L’abbiamo detto tutti qualche migliaio di volte almeno: la moto non è solo un pezzo di ferro. E’ chiaro a chi ce l’ha, è chiaro a chi non ce l’ha mai avuta anche se non potrà mai capire. Verità assoluta, ma anche luogo comune. Perché in moto, con la moto, sulla moto e per la moto abbiamo probabilmente vissuto emozioni di ogni tipo: la moto per fuggire, la moto per staccare, la moto pure per amare, abbracciare, distaccarsi e, addirittura, per conoscersi. Non per conoscere gli altri, o non solo, ma per conoscere se stessi. L’evasione, la libertà, il contatto e pure il rischio, l’adrenalina, il gioco dei grandi. Insomma: tutte quelle cose lì che è inutile stare a elencare e che ognuno di noi coniuga nella propria vita a modo suo, compresi quelli che cambiano le scarpette alla bimba e le fanno il bagnetto (ma diamoci una regolata, per favore).
Ho amato le moto probabilmente dal giorno stesso in cui ne ho vista una, figuriamoci quando ho potuto guidarle, crescendo con un nonno che aveva la stessa passione per tutto ciò che prevedesse movimento e velocità. Di moto ultimamente ci vivo pure. Di moto e di parole. No, la moto non è solo un pezzo di ferro. E’ la più banale delle frasi: banale almeno quanto è vera. E’ il più comune dei luoghi comuni per chi va su due ruote in strada, in furistrada, nel traffico o sui passi, soli o in mezzo agli altri. Oppure soli in mezzo agli altri, come nella natura stessa dell’essere motociclista. Sarà che è quasi Natale, sarà che di tempo per farsi domande ce ne è un po’ di più adesso che si fanno i conti con norme, DPCM, DL, vacciniche attese e distanze imposte, sarà che anche quando si ha qualche minuto per pensare è la moto a prendersi i pensieri, ma c’è una domanda che s’è fatta insistente: ma che cazzo significa che la moto non è solo un pezzo di ferro? Cioè, è chiaro che non è solo un pezzo di ferro, ma ripetere e ripetersi ciò che la moto non è non sarà mica un modo per nascondere l’incapacità di definirla?
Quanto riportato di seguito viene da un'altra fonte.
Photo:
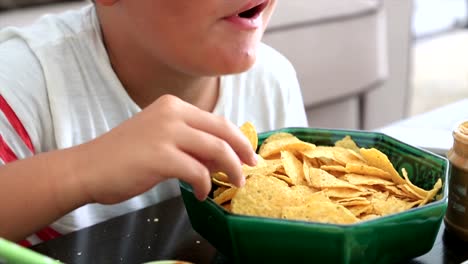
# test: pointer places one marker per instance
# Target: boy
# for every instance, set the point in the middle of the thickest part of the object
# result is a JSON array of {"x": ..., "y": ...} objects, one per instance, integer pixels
[{"x": 105, "y": 107}]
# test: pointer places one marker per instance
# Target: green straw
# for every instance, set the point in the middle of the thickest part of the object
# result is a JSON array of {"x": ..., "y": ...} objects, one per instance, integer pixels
[{"x": 15, "y": 254}]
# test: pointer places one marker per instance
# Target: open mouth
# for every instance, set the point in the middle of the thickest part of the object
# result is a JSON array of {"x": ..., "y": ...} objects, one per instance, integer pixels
[{"x": 253, "y": 12}]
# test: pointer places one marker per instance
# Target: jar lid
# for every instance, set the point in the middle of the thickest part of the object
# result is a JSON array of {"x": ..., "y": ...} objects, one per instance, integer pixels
[{"x": 461, "y": 133}]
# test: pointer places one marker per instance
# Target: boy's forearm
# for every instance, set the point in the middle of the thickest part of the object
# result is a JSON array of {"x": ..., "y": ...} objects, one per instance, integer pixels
[{"x": 38, "y": 190}]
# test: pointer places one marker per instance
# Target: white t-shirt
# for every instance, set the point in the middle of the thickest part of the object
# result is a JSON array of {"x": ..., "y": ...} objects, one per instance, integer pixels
[{"x": 57, "y": 78}]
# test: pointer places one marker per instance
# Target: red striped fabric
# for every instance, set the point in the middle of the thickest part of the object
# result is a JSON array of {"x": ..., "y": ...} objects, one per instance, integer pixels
[
  {"x": 7, "y": 155},
  {"x": 15, "y": 123}
]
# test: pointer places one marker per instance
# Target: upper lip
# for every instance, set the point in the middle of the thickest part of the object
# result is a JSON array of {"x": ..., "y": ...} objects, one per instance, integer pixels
[{"x": 251, "y": 4}]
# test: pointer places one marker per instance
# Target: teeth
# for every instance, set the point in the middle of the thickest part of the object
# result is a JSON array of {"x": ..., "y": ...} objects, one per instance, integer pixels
[{"x": 249, "y": 13}]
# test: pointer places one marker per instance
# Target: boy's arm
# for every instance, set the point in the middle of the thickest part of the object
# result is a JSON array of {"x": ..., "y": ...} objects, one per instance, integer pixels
[
  {"x": 38, "y": 190},
  {"x": 169, "y": 139}
]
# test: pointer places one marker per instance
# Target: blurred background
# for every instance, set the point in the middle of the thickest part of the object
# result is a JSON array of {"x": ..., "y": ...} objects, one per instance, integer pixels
[
  {"x": 440, "y": 54},
  {"x": 362, "y": 64}
]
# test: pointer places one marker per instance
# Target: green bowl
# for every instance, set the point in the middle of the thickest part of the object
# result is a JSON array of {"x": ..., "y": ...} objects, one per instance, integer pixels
[{"x": 389, "y": 239}]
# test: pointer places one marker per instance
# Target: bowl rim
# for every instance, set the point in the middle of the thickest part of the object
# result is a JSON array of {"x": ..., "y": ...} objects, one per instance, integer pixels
[{"x": 440, "y": 202}]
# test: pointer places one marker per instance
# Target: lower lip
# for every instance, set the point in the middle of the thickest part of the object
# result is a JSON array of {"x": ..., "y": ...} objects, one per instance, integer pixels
[{"x": 246, "y": 23}]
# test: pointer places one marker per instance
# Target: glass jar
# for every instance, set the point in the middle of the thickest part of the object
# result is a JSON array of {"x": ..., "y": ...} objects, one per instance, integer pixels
[{"x": 456, "y": 218}]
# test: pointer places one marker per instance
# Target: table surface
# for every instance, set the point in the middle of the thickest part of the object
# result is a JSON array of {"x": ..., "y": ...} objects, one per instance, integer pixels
[{"x": 163, "y": 231}]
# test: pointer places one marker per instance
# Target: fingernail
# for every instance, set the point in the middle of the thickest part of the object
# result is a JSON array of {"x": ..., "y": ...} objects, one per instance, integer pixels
[
  {"x": 254, "y": 159},
  {"x": 200, "y": 197},
  {"x": 242, "y": 182}
]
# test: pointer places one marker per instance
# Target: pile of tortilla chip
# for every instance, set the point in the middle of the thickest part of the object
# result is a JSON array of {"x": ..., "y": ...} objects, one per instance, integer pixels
[{"x": 343, "y": 184}]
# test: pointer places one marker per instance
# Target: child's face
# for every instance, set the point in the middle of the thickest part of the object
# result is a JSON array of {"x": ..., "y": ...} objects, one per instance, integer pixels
[{"x": 198, "y": 37}]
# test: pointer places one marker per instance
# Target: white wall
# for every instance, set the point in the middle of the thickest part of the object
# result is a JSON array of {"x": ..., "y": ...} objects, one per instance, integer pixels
[{"x": 432, "y": 16}]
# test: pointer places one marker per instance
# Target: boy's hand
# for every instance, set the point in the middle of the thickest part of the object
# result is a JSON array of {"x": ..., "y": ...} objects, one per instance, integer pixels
[{"x": 169, "y": 139}]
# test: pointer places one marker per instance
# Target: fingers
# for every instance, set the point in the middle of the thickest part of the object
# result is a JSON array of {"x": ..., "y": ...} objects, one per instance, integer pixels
[
  {"x": 214, "y": 153},
  {"x": 225, "y": 130},
  {"x": 190, "y": 171}
]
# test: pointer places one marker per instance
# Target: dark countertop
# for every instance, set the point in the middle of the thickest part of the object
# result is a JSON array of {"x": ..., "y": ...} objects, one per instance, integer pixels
[{"x": 163, "y": 231}]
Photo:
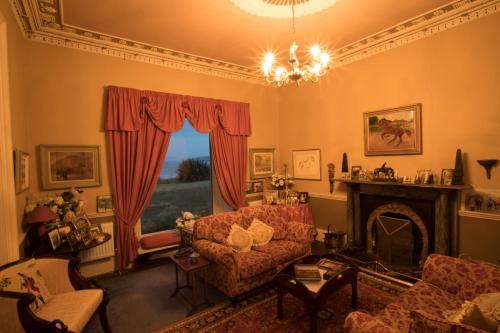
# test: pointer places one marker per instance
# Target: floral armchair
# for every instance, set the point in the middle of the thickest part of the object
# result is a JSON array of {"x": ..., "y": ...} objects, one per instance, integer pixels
[
  {"x": 48, "y": 294},
  {"x": 447, "y": 283},
  {"x": 237, "y": 272}
]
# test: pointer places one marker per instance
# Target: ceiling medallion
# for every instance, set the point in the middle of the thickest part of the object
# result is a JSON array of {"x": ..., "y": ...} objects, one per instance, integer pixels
[
  {"x": 295, "y": 73},
  {"x": 280, "y": 8}
]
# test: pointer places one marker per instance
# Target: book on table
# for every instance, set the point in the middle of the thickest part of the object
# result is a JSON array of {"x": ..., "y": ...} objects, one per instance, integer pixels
[
  {"x": 307, "y": 272},
  {"x": 332, "y": 267}
]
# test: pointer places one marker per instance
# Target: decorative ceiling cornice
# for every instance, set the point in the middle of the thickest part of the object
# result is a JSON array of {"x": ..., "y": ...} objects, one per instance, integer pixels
[{"x": 42, "y": 21}]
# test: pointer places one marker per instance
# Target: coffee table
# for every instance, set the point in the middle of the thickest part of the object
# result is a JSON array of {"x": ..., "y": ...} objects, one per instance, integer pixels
[
  {"x": 191, "y": 267},
  {"x": 315, "y": 294}
]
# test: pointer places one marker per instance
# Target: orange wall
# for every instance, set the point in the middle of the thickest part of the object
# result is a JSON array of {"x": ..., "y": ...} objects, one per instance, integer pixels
[
  {"x": 65, "y": 98},
  {"x": 454, "y": 74}
]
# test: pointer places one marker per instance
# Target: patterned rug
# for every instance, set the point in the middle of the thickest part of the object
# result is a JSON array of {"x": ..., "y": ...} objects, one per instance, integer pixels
[{"x": 258, "y": 313}]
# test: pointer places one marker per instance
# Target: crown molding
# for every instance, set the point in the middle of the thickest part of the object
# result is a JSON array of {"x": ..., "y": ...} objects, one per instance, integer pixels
[
  {"x": 43, "y": 21},
  {"x": 440, "y": 19}
]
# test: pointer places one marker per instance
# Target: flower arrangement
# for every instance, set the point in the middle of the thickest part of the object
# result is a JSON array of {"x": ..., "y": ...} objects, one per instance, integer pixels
[
  {"x": 279, "y": 182},
  {"x": 67, "y": 205},
  {"x": 186, "y": 220}
]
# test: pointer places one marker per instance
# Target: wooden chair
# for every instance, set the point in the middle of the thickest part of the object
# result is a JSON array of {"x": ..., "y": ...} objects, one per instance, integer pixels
[{"x": 48, "y": 294}]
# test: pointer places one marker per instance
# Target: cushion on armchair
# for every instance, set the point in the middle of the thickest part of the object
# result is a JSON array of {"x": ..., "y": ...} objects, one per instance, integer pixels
[{"x": 26, "y": 277}]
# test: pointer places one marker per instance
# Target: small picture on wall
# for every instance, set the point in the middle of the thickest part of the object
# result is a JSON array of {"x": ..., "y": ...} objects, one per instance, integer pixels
[
  {"x": 257, "y": 187},
  {"x": 104, "y": 203}
]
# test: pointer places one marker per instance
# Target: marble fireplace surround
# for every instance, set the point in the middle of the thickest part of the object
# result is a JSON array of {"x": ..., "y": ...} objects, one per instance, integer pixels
[{"x": 437, "y": 205}]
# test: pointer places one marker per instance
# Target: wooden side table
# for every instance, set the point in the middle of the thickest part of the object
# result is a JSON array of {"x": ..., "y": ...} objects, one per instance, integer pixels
[
  {"x": 315, "y": 295},
  {"x": 191, "y": 268}
]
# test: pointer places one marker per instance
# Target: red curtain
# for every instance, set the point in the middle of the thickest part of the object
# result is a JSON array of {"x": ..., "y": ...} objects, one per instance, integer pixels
[{"x": 139, "y": 125}]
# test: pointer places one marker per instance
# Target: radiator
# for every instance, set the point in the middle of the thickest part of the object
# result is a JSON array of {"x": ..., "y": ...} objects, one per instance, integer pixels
[{"x": 102, "y": 251}]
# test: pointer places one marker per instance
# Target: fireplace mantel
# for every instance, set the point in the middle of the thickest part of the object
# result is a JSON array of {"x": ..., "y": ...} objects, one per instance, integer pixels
[{"x": 446, "y": 200}]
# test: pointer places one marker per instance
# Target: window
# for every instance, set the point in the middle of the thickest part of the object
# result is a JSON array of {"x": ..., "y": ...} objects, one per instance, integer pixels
[{"x": 184, "y": 183}]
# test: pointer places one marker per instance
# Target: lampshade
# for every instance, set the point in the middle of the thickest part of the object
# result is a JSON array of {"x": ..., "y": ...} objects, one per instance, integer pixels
[{"x": 41, "y": 214}]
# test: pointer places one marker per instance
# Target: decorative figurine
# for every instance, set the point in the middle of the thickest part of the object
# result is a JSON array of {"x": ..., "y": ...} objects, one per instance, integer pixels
[
  {"x": 458, "y": 172},
  {"x": 345, "y": 166},
  {"x": 331, "y": 175},
  {"x": 487, "y": 165}
]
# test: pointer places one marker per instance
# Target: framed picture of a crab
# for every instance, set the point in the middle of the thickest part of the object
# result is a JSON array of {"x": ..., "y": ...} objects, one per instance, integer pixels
[{"x": 395, "y": 131}]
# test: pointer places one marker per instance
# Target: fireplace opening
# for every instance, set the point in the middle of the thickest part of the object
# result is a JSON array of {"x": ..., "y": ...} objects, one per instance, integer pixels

La risposta più bella l’ho ascoltata ieri sera, facendo un’azione che non faccio mai: accendere la tv. C’era lo speciale sul viaggio di Marika, una puntata de Le Iene tutta dedicata all’esperienza on the road in Sardegna di una ragazza con tanti limiti fisici e altrettanti illimitati sogni. Una storia straordinaria, di potente dolcezza e rara umanità, che vi avevamo già raccontato, ma che ieri sera è stata mostrata anche nel dietro le quinte, nella costruzione, nel lavoro, tanto, e nelle persone, meravigliose, che hanno portato a prenderselo, quel sogno. Perché sognare non basta mica se poi l’ostinazione, quella capace di essere anche ossessione, non la si trova. E’ stata una di quelle volte che davanti alla tv ti scopri pure con la lacrima che ha voglia di uscire, travolto da emozioni, scene o parole che in qualche modo hanno fatto parte anche della tua vita, pur nell’assoluta diversità delle storie personali, degli impulsi individuali, delle possibilità di ognuno. “Quando vado in moto mi sento normale” – ha detto Marika, spiegando probabilmente meglio di chiunque altro ciò che fino ad oggi abbiamo sintetizzato, tutti, con una frase impostata a negazione: “la moto non è solo un pezzo di ferro”.
Ci sentiamo normali, Marika come tutti noi. Che non significa “normali rispetto agli altri”, ma normali rispetto a noi stessi. In una parola sola: umani. Con tutti i limiti, in qualche caso anche fisici, le difficoltà, i capricci, i tagli differenti, le paure e persino le perversioni. Tutto insieme dentro a una parola che quel tutto sembra negarlo: normali. Accettarsi quasi cinicamente, correggersi dove si può, adattarsi dove si deve e dare gas sempre e comunque, trovando il giusto equilibrio in base a ciò che la vita ci mette davanti: terra, asfalto, cordoli o ostacoli. Come con la moto, esattamente come la moto, che diventa un mezzo per capirsi senza fermarsi. Per capirsi da dentro e verso fuori, nell’intimo solitario come nell’essere parte di qualcosa di più grande. Mettendo in moto la vita e senza la retromarcia, con la prima in giù, tutte le altre su e, come cantava Vecchioni, forti di “quell’orgoglio smisurato di essere solo uomini”. Perché alla fine di tutto l’umanità è il vero miracolo, anche se sta per terra, facile facile, ma dove non siamo abituati a cercare, così impegnati, anche per estrazione culturale, ad aspettare il miracolo in cielo e dal cielo. Grazie Marika!